Several limitations need to be acknowledged. Firstly, the study was retrospective and observational in design, which has inherent limitations, such as selection bias, loss to follow up and the presence of confounding factors. Further prospective studies are needed to evaluate the effectiveness of the prediction model in improving clinical outcomes. Secondly, the study employed only variables collected within the 24 h after ICU admission, failing to account for the dynamic process of disease progression. Dynamic indices have been shown to be superior to static indices in predicting clinical outcomes. In critical care medicine, such indices include stroke volume variation, lactate clearance rate and glucose variability (Pisarchik, Pochepen & Pisarchyk, 2012; Lee et al., 2015; Chao et al., 2017; Yi et al., 2017). It is not surprising that variables measured late in the disease course have better predictive performances than early ones. However, early predictions are more clinically useful than late ones, because the early prediction allows clinicians to have enough time to take action in order to reduce the mortality risk. It is a compromise between timeliness and accuracy, indicating that the improvement of accuracy is at the cost of delay. Thirdly, artificial intelligence and machine learning are suitable for prediction, but not necessarily for clinical decision making. Rather, there are many barriers to the implementation of ”black box” methods into the clinical workflow, which remains a relatively novel concept within medicine (Harrison et al., 2017). It is necessary to pilot prospective implementation studies of a tool based on this system in the critical care setting for patients with ARDS. This is a difficult task, however, lack of implementation research is a major limiting factor for models such as this one and the move from the realm of biomedical research to widespread use and application as clinical decision-making tools is challenging.

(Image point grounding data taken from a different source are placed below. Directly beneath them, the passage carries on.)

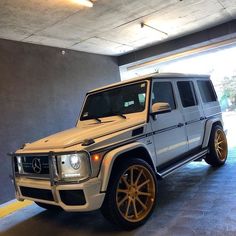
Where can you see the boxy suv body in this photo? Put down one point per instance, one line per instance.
(128, 135)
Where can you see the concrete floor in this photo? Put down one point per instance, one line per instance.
(195, 200)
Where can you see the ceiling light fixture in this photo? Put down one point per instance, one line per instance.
(85, 3)
(151, 27)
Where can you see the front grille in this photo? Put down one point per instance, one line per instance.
(35, 164)
(73, 197)
(43, 194)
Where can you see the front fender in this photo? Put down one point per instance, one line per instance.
(208, 128)
(110, 158)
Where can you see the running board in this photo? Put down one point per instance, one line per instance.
(169, 170)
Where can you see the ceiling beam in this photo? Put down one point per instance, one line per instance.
(220, 33)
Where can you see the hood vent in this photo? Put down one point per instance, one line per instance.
(88, 142)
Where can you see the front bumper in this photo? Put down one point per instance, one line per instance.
(84, 196)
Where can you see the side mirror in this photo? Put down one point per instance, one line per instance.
(160, 107)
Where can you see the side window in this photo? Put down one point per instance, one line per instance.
(187, 93)
(163, 92)
(206, 91)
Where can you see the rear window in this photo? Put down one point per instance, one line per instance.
(187, 93)
(206, 91)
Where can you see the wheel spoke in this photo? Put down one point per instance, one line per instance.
(132, 175)
(125, 181)
(144, 193)
(122, 201)
(219, 152)
(139, 175)
(127, 209)
(142, 184)
(141, 203)
(135, 209)
(122, 190)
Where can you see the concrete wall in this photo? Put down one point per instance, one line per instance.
(41, 92)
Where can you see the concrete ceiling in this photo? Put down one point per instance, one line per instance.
(111, 27)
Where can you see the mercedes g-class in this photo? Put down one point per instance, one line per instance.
(128, 135)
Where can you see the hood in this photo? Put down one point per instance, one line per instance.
(77, 135)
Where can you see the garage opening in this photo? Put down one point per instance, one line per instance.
(219, 64)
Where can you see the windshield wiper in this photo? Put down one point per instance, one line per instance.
(121, 115)
(97, 119)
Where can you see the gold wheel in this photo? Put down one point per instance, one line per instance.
(135, 193)
(220, 144)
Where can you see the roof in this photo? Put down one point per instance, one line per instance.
(152, 76)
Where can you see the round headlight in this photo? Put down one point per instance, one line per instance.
(75, 161)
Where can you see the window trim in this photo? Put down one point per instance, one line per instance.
(193, 89)
(212, 87)
(172, 88)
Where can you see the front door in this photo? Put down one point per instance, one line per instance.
(168, 128)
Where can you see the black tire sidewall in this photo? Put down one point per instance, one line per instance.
(111, 200)
(213, 153)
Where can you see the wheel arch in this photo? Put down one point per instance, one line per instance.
(208, 127)
(113, 157)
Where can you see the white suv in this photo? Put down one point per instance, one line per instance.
(128, 136)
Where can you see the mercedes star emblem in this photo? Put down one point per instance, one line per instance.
(36, 165)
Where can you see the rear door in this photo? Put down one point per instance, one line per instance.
(168, 128)
(193, 113)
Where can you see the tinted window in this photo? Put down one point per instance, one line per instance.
(206, 91)
(187, 94)
(163, 92)
(123, 100)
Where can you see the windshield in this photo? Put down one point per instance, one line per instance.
(122, 100)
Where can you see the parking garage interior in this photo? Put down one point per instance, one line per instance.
(52, 53)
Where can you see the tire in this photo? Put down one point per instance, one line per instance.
(218, 148)
(130, 201)
(48, 206)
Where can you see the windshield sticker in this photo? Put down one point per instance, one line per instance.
(85, 114)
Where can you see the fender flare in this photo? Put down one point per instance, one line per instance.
(208, 128)
(111, 156)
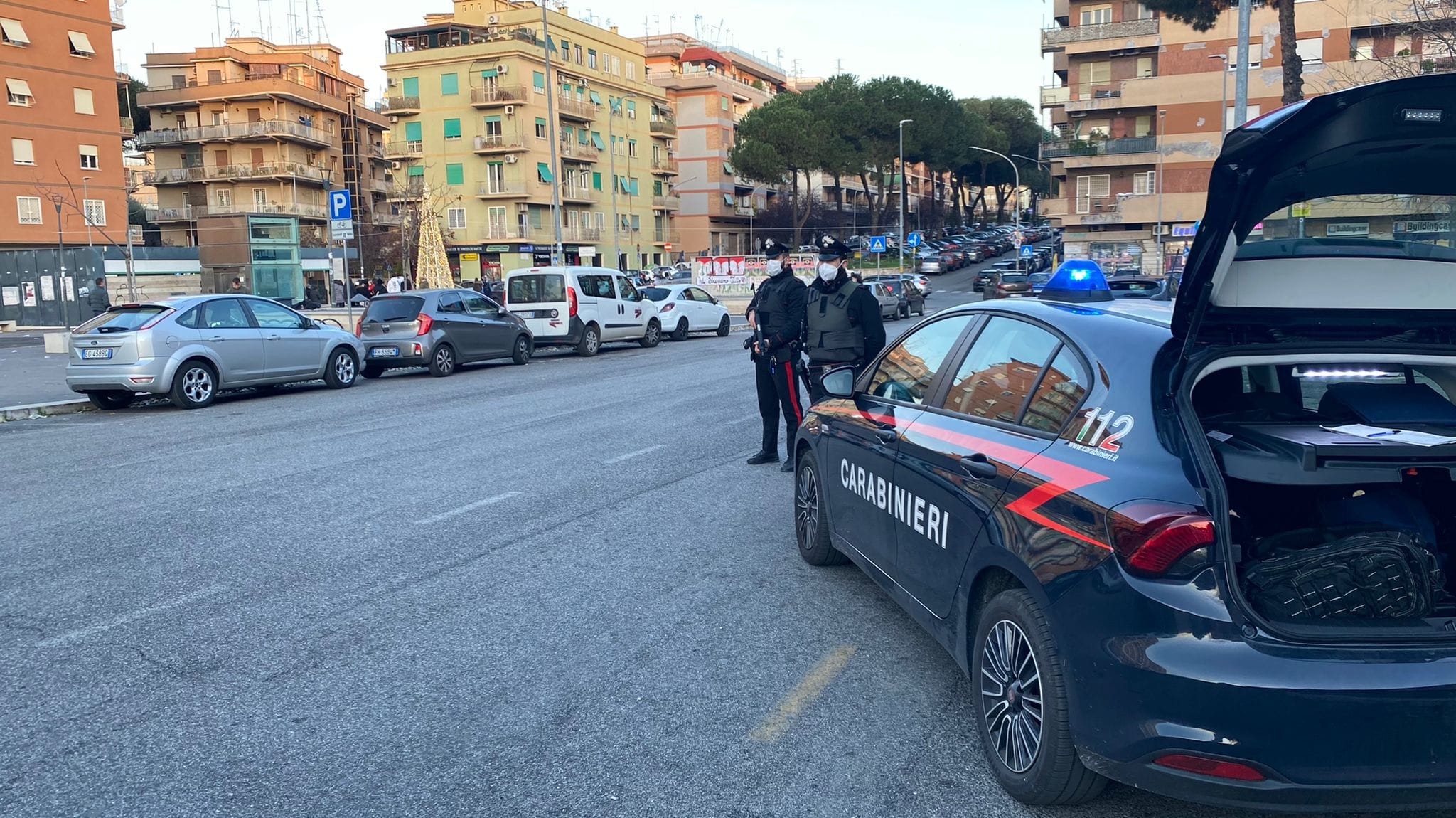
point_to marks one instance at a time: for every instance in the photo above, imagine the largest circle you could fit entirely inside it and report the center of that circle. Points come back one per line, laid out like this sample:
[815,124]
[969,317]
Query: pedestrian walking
[842,324]
[776,317]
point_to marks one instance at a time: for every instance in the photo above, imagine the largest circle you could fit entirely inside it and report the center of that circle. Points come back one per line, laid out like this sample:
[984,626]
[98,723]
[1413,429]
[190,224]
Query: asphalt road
[547,590]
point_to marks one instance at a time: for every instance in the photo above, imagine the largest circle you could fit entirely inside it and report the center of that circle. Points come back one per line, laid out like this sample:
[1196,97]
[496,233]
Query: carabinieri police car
[1197,546]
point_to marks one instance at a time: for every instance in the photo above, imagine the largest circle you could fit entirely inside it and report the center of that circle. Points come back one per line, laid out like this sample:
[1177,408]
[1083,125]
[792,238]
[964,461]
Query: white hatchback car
[582,306]
[687,307]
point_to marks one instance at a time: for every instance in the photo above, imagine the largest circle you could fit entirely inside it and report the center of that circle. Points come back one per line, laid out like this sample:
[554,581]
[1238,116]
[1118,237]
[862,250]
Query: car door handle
[976,464]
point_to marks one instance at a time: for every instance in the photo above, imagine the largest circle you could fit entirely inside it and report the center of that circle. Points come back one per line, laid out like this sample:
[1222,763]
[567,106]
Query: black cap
[772,248]
[833,248]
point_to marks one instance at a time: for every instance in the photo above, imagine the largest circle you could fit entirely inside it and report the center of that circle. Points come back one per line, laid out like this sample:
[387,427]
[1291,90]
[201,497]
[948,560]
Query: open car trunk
[1340,521]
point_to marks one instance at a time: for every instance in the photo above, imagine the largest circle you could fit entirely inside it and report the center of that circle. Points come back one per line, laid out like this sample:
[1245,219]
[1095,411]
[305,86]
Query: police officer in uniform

In conclusion, the current study developed and validated a neural network model using GA for the prediction of mortality in patients with ARDS. The most important predictors of mortality were age, AIDS, leukemia, metastatic tumor, hepatic failure, highest bilirubin, and FiO2. The external validation of the model showed that the AUC was 0.821, which is greater than the APACHE III score and logistic regression model, albeit not statistically significant for the latter comparison.